Expanding Clinical Applications of Tetranite
Originally, the pilot trial, initiated in December 2023, focused on using Tetranite to stabilize cranial flaps after craniotomy procedures. The FDA's approval now extends the trial to include intradural applications, such as tumor resection surgeries and other cranial procedures necessitating intentional durotomies. This expansion significantly broadens the potential clinical utility of Tetranite.
Eliminating Artifacts and Promoting Osseous Integration
Dr. Kevin T. Foley, Chief Medical Officer at RevBio, highlighted the limitations of traditional methods involving metal plates and screws, which can cause radiographic artifacts, complicating postoperative imaging interpretation. He also noted that these methods often fail to achieve full osseous reintegration of the flap with the skull, potentially leading to flap movement, patient discomfort, and increased risk of infection. Dr. Foley stated, "Because Tetranite eliminates radiographic artifacts and results in osseous union of bone flaps with the surrounding skull, it could become the new standard of care for cranial surgeries."

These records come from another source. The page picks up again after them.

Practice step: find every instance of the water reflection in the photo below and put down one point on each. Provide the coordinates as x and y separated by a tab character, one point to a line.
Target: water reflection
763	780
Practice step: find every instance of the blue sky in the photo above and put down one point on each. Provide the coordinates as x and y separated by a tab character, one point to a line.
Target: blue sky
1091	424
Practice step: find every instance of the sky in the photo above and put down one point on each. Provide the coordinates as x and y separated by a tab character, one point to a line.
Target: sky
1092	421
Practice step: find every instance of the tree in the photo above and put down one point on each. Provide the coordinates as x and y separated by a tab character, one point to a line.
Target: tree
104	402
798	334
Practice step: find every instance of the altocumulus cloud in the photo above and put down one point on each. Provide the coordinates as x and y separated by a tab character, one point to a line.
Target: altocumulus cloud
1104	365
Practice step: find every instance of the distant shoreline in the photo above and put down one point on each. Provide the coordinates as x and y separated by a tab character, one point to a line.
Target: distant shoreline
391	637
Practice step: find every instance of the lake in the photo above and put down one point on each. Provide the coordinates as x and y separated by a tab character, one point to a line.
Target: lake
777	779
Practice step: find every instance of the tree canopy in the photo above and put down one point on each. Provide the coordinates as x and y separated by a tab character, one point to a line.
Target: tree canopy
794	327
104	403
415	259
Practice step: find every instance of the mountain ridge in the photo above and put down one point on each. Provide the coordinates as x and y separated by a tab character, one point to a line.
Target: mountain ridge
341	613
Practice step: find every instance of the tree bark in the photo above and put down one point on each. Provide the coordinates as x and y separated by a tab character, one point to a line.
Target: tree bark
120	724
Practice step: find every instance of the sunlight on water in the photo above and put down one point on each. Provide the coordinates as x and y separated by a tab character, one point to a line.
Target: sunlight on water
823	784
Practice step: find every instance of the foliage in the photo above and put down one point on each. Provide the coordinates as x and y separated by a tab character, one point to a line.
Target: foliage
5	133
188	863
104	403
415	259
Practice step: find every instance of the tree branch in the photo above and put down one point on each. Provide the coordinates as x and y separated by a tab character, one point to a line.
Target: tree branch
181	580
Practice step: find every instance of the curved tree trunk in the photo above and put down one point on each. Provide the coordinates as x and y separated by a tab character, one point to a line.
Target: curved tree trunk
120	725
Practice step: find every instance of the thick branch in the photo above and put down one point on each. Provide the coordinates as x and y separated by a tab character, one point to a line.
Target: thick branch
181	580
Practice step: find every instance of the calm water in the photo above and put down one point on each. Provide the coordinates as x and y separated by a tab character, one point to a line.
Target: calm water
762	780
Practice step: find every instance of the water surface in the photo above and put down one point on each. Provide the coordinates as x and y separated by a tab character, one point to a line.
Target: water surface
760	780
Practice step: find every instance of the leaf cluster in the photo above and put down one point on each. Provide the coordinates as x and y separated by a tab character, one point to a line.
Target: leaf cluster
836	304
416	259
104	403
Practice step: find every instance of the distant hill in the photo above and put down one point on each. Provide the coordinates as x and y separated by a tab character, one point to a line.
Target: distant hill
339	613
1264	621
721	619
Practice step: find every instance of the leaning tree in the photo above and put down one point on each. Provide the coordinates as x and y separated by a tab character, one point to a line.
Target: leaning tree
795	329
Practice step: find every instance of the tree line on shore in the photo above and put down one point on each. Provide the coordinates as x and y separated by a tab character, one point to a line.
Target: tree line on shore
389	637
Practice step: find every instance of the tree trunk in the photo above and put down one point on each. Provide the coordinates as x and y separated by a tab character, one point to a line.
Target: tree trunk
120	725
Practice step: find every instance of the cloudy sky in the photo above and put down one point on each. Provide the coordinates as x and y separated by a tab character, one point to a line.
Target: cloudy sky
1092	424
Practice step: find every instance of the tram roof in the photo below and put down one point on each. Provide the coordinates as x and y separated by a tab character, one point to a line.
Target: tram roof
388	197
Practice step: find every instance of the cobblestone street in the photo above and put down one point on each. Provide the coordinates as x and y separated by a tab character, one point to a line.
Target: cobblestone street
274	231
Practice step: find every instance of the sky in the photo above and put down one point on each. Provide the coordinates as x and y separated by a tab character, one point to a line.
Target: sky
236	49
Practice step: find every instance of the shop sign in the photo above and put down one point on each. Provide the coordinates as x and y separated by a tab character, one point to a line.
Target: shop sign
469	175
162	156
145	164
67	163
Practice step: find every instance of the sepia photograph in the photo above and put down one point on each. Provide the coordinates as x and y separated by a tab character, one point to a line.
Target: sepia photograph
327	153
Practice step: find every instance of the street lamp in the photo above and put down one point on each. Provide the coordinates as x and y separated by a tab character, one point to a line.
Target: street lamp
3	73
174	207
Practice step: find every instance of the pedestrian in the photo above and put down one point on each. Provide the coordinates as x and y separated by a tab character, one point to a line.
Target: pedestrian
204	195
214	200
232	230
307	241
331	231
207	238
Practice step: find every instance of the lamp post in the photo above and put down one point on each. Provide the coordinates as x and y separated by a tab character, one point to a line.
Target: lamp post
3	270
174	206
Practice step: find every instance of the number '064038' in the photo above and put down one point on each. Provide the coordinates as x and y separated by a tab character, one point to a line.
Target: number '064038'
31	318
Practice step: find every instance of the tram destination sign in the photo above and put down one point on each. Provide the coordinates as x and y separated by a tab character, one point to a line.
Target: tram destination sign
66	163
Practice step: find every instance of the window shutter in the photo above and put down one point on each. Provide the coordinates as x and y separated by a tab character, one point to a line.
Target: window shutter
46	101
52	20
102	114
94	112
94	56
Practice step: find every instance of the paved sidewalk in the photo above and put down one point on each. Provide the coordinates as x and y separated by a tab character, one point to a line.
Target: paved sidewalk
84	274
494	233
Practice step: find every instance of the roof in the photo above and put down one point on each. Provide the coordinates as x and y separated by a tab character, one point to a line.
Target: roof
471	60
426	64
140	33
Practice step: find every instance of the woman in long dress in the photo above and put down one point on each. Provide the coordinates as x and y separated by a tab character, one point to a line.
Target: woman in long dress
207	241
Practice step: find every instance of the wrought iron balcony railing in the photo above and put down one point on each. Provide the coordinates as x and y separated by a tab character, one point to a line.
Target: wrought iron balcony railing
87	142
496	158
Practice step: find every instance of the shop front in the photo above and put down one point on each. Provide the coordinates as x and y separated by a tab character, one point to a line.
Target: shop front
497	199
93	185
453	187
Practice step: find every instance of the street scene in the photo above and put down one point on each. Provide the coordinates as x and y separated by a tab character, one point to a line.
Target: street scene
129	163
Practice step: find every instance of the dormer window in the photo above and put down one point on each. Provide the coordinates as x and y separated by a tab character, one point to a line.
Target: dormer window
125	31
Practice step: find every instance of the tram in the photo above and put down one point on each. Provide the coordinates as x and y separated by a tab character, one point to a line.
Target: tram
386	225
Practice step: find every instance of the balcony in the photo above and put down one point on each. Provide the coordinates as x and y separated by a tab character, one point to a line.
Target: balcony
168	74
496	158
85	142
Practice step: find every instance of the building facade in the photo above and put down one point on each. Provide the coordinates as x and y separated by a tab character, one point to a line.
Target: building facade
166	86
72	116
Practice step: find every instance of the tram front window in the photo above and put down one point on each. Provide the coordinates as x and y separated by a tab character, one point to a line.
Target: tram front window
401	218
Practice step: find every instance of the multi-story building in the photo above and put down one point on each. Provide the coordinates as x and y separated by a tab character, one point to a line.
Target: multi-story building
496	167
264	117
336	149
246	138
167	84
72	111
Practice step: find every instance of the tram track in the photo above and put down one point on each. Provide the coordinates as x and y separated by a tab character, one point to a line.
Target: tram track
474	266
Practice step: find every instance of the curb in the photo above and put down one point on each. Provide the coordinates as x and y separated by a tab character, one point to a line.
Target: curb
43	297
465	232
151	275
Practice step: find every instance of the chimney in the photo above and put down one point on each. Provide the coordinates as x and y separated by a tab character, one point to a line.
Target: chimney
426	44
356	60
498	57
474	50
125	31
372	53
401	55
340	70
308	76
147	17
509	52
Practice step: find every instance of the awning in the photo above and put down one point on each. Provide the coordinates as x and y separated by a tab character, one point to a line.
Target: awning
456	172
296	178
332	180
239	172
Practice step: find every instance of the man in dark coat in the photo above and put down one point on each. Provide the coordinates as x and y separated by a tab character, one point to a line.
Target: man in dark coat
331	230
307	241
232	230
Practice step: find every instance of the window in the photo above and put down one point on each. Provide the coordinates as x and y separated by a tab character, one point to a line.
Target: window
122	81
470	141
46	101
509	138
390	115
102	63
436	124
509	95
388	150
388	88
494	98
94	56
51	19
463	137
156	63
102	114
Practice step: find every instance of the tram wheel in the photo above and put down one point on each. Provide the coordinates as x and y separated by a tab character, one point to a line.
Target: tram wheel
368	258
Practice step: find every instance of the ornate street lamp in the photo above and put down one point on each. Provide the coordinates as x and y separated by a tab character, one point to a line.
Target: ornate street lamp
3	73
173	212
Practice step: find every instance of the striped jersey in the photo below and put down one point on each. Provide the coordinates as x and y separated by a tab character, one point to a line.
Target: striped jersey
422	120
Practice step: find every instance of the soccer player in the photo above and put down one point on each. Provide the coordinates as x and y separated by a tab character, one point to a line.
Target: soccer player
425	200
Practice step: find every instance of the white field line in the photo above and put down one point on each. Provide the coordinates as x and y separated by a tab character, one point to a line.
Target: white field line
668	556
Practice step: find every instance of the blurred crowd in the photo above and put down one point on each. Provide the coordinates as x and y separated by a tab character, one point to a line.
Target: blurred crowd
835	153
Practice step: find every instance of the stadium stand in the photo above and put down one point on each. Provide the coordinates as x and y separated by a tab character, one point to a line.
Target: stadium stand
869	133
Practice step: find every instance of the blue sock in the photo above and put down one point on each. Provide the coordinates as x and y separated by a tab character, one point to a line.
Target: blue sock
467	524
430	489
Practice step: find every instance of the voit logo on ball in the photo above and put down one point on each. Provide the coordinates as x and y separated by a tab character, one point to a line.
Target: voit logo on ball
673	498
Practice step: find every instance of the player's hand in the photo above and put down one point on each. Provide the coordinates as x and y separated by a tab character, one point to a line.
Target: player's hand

CMS Reimbursement Approval
In addition to the FDA's trial expansion approval, the Centers for Medicare and Medicaid Services (CMS) has approved Tetranite for medical insurance reimbursement when used as a substitute for metal plates and screws in cranial flap fixation. This decision is significant because private insurance companies typically follow CMS guidelines for reimbursement, allowing RevBio to bill hospitals for the product. Grayson Allen, CFO/COO of RevBio, commented, "We are pleased to receive reimbursement approval from CMS during our IDE clinical trial. This will enable RevBio to establish a price with healthcare providers, which is a very important step in the overall product commercialization process."
Market Context
According to GlobalData analysis, the global bone grafts and substitutes market was valued at approximately $3.17 billion in 2023 and is projected to reach $4.28 billion by 2033, indicating a substantial market opportunity for innovative bone adhesives like Tetranite. RevBio received a $2.4 million grant from the NIH in September 2024 to support the completion of the trial.